To meet some of these requirements, factory ECUs often err on the rich side, meaning, more fuel in proportion to air than the ideal "stoich" (wait, I've got to look up the spelling...) ...errh stoichiometric ratio (the ratio at which fuel and air achieve perfect combustion)... When an engine runs "rich", extra fuel is injected for the sole purpose of cooling down the combustion chambers, to avoid detonation, overheating, and the like. You can tell it's running rich by the smell of gasoline at the tailpipe.
Rich isn't bad... in fact, for turbo engines, it's vital to run slightly rich. But running too rich
is. That's why some manufacturers specify ECU remapping for some car models, because they've found out their stock maps are much too rich. Or sometimes, not rich enough (which leads to engine problems... ala Chevrolet? At least, that's a theory for some of their busted engines...). There's also an explanation here for why the Khaos Fuel Saver might work for some (because it leans out the fuel-air mixture), but is still very dangerous for most (because it's unmetered and non-application specific).

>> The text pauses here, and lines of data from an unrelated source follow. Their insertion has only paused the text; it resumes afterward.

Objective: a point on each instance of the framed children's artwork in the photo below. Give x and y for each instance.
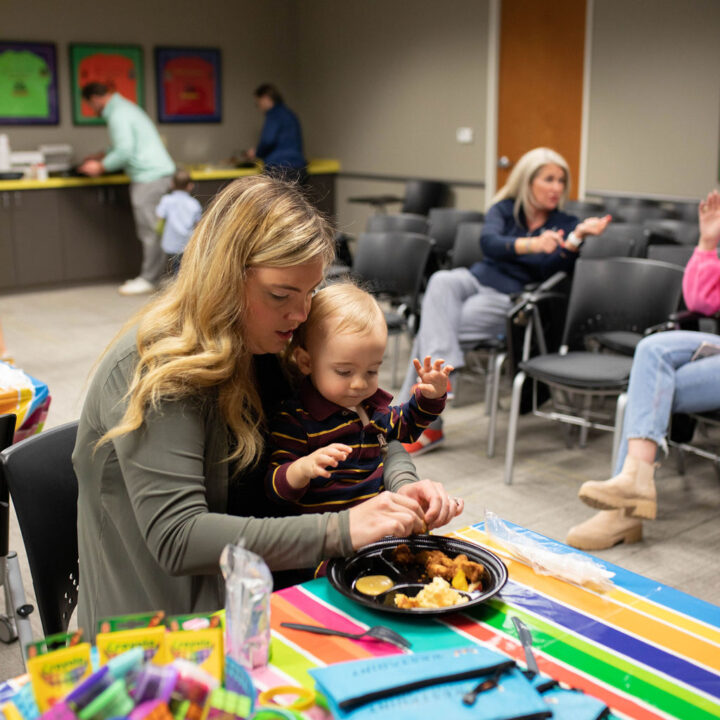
(120, 67)
(28, 84)
(188, 84)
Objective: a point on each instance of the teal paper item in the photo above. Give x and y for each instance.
(352, 683)
(569, 704)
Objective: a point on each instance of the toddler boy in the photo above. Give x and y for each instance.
(328, 440)
(179, 213)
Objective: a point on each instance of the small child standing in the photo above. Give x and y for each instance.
(179, 213)
(328, 441)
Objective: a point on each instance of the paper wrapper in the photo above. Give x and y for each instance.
(248, 586)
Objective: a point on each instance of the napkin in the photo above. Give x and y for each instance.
(429, 684)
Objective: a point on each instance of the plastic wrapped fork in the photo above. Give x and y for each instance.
(377, 632)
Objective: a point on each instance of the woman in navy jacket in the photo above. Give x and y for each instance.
(526, 239)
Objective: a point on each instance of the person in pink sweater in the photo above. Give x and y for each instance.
(665, 379)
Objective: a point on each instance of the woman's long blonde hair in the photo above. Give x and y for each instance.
(190, 338)
(522, 175)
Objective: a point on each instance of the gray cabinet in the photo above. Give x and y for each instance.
(30, 250)
(205, 190)
(98, 233)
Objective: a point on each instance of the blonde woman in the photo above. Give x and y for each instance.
(526, 238)
(171, 436)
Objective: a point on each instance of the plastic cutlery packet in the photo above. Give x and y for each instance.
(570, 566)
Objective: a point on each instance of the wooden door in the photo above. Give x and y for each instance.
(540, 84)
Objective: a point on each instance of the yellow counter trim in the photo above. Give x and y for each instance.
(197, 172)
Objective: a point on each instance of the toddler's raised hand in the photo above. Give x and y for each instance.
(433, 377)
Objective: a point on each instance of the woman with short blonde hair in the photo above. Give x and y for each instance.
(169, 453)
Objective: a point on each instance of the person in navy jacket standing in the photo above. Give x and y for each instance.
(280, 145)
(526, 239)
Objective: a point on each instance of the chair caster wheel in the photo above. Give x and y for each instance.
(7, 631)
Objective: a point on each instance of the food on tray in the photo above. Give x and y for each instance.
(373, 584)
(463, 573)
(436, 594)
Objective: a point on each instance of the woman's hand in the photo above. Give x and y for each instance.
(546, 242)
(439, 507)
(592, 226)
(385, 514)
(432, 377)
(709, 219)
(304, 469)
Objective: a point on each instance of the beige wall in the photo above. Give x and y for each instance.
(256, 40)
(384, 86)
(655, 97)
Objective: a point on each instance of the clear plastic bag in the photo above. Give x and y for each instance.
(248, 586)
(570, 566)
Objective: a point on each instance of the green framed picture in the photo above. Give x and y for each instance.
(120, 67)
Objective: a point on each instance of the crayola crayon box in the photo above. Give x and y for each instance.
(56, 665)
(118, 634)
(197, 638)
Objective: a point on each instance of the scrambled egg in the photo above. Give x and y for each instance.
(436, 594)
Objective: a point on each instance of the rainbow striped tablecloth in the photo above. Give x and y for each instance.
(646, 650)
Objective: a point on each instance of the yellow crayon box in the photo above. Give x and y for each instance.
(56, 673)
(150, 639)
(197, 638)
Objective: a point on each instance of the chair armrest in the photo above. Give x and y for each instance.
(376, 199)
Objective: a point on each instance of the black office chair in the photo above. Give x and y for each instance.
(584, 209)
(466, 249)
(443, 226)
(392, 266)
(674, 254)
(10, 577)
(640, 213)
(607, 245)
(611, 294)
(402, 222)
(43, 487)
(618, 240)
(666, 231)
(687, 211)
(420, 196)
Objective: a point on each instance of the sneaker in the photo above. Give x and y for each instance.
(136, 286)
(429, 440)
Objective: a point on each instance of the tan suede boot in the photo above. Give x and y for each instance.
(603, 530)
(633, 489)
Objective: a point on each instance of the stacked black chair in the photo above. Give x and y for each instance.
(625, 294)
(42, 483)
(402, 222)
(674, 254)
(618, 240)
(466, 248)
(443, 227)
(420, 196)
(669, 231)
(392, 266)
(584, 209)
(639, 213)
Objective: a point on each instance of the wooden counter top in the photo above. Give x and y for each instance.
(197, 172)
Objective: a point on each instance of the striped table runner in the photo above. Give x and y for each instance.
(646, 650)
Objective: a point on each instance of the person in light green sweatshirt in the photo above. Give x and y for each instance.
(136, 148)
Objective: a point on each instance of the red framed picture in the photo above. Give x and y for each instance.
(188, 84)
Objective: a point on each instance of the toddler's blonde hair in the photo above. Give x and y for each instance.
(345, 308)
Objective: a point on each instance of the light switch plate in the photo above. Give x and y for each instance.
(464, 135)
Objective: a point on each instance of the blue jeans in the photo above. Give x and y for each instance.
(664, 381)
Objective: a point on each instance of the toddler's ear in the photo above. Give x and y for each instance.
(302, 359)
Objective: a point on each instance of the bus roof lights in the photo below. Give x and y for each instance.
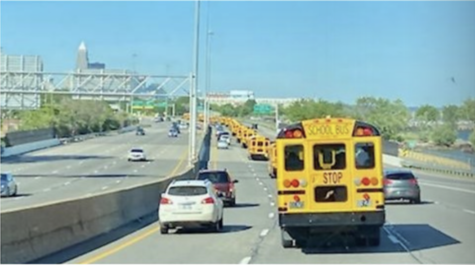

Also, stock maps aren't always fully optimised. Which is why some manufacturers can offer a "sports edition" of a car with more power, without changing very much. (My car is an example... additional 10hp from a different ECU... confirmed by guys swapping ECUs and performing dyno-tests)
A remap will not only help achieve a better fuel-air balance, it'll optimize your powerband, leading to smoother running (no hesitation or dips in the power) and hopefully, better consumption. How much extra power and how much better in terms of fuel depends on how good the tuner is.
You can do this via an Air-fuel controller (Autoplus), piggyback (available at Speedlab) or via ECU-remapping (at Autotechnika). A piggyback ECU will give you the MOST options in terms of tunability... an ECU-remap will help keep your warranty (as long as you don't add anything else to the engine).
These things are expensive, though... at 30,000 pesos (average) for these various options, it's often the last thing to do when modifying. But if all you want is some extra "oomph" (say, about 15-30 hp with your WRX) without the extra noise of a new exhaust or a warranty-voiding new turbine (Speedlab has the new Garrett GT28RS! It spins like it weighs nothing!), it's not bad.
Be warned... modifying is kinda addictive... you might end up buying more stuff. If you do end up buying the whole shebang from Speedlab, tell Sidney he owes me a free camber kit... hehe.